The large tree from which Finny falls looms in Gene’s mind even as an adult, representing the ways in which certain elements of the past can often seem overwhelming and unconquerable in a person’s memory. As a man in his 30s, Gene imagines the tree as a “huge lone spike” or an “artillery piece,” but when he sees it up close during his return visit to Devon, it looks small and unthreatening. Though the tree has stayed more or less the same, Gene realizes that he himself has changed and ultimately gained a new perspective over the years, one that enables him to face the tree without seeing it as something that will continue to haunt him. The tree is therefore a symbol of the profound changes in perspective that time and growth can grant people, demonstrating that even the most harrowing elements of a person’s memory are mutable.
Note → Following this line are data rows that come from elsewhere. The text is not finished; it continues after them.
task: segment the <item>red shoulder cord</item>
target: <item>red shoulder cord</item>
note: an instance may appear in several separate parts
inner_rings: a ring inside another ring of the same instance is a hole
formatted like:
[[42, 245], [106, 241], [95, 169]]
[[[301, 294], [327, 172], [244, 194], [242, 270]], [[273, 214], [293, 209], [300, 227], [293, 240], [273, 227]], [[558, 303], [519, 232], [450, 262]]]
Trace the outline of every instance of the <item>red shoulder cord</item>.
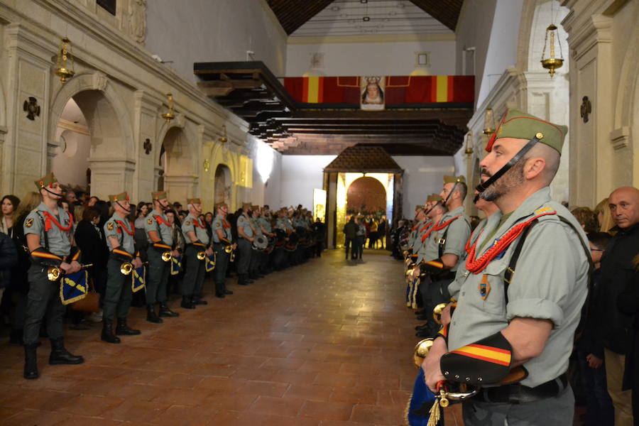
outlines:
[[43, 216], [45, 217], [45, 232], [48, 232], [49, 229], [53, 227], [51, 224], [51, 222], [55, 224], [55, 226], [60, 228], [60, 231], [64, 231], [65, 232], [67, 232], [71, 230], [71, 228], [73, 226], [73, 216], [70, 213], [67, 213], [69, 215], [69, 225], [67, 226], [62, 226], [60, 224], [60, 223], [55, 219], [55, 218], [48, 212], [42, 212]]
[[424, 236], [422, 237], [422, 242], [423, 243], [425, 241], [426, 241], [426, 239], [428, 238], [429, 236], [430, 236], [430, 234], [432, 233], [433, 231], [441, 231], [442, 229], [443, 229], [444, 228], [445, 228], [446, 226], [449, 225], [452, 222], [453, 222], [454, 220], [459, 219], [460, 217], [462, 217], [461, 214], [459, 216], [455, 216], [454, 217], [450, 219], [449, 220], [446, 221], [443, 224], [437, 224], [435, 226], [432, 227], [430, 229], [428, 230], [428, 232], [425, 234]]
[[118, 226], [118, 233], [122, 234], [122, 229], [124, 229], [124, 231], [126, 231], [126, 234], [129, 235], [133, 235], [136, 233], [136, 226], [135, 225], [133, 225], [132, 222], [129, 222], [129, 224], [131, 225], [131, 229], [133, 229], [133, 231], [129, 231], [129, 229], [124, 226], [124, 223], [121, 221], [116, 219], [116, 223], [119, 225]]
[[469, 251], [468, 258], [466, 259], [466, 269], [469, 272], [475, 274], [481, 272], [486, 266], [488, 266], [488, 264], [490, 263], [493, 259], [497, 257], [497, 255], [508, 248], [508, 246], [517, 239], [517, 237], [521, 235], [521, 233], [523, 232], [526, 228], [530, 226], [535, 219], [541, 217], [542, 216], [547, 216], [549, 214], [557, 214], [557, 212], [553, 211], [542, 213], [541, 214], [537, 214], [537, 216], [529, 219], [525, 222], [517, 224], [508, 229], [508, 231], [499, 239], [498, 241], [496, 242], [490, 248], [486, 250], [486, 253], [484, 253], [481, 257], [479, 259], [476, 259], [475, 252], [477, 248], [477, 242], [479, 241], [479, 238], [478, 237], [475, 241], [475, 244], [471, 247], [470, 251]]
The Tree Quotes in A Separate Peace
This was the tree, and it seemed to me standing there to resemble those men, the giants of your childhood, whom you encounter years later and find that they are not merely smaller in relation to your growth, but that they are absolutely smaller, shrunken by age…[for] the old giants have become pigmies while you were looking the other way.
Nothing endures, not a tree, not love, not even a death by violence. Changed, I headed back through the mud. I was drenched; anybody could see it was time to come in out of the rain.
He had never been jealous of me for a second. Now I knew that there never was and never could have been any rivalry between us. I was not of the same quality as he.
Holding firmly to the trunk, I took a step toward him, and then my knees bent and I jounced the limb. Finny, his balance gone, swung his head around to look at me for an instant with extreme interest, and then he tumbled sideways, broke through the little branches below and hit the bank with a sickening, unnatural thud. It was the first clumsy physical action I had ever seen him make. With unthinking sureness I moved out on the limb and jumped into the river, every trace of my fear of this forgotten.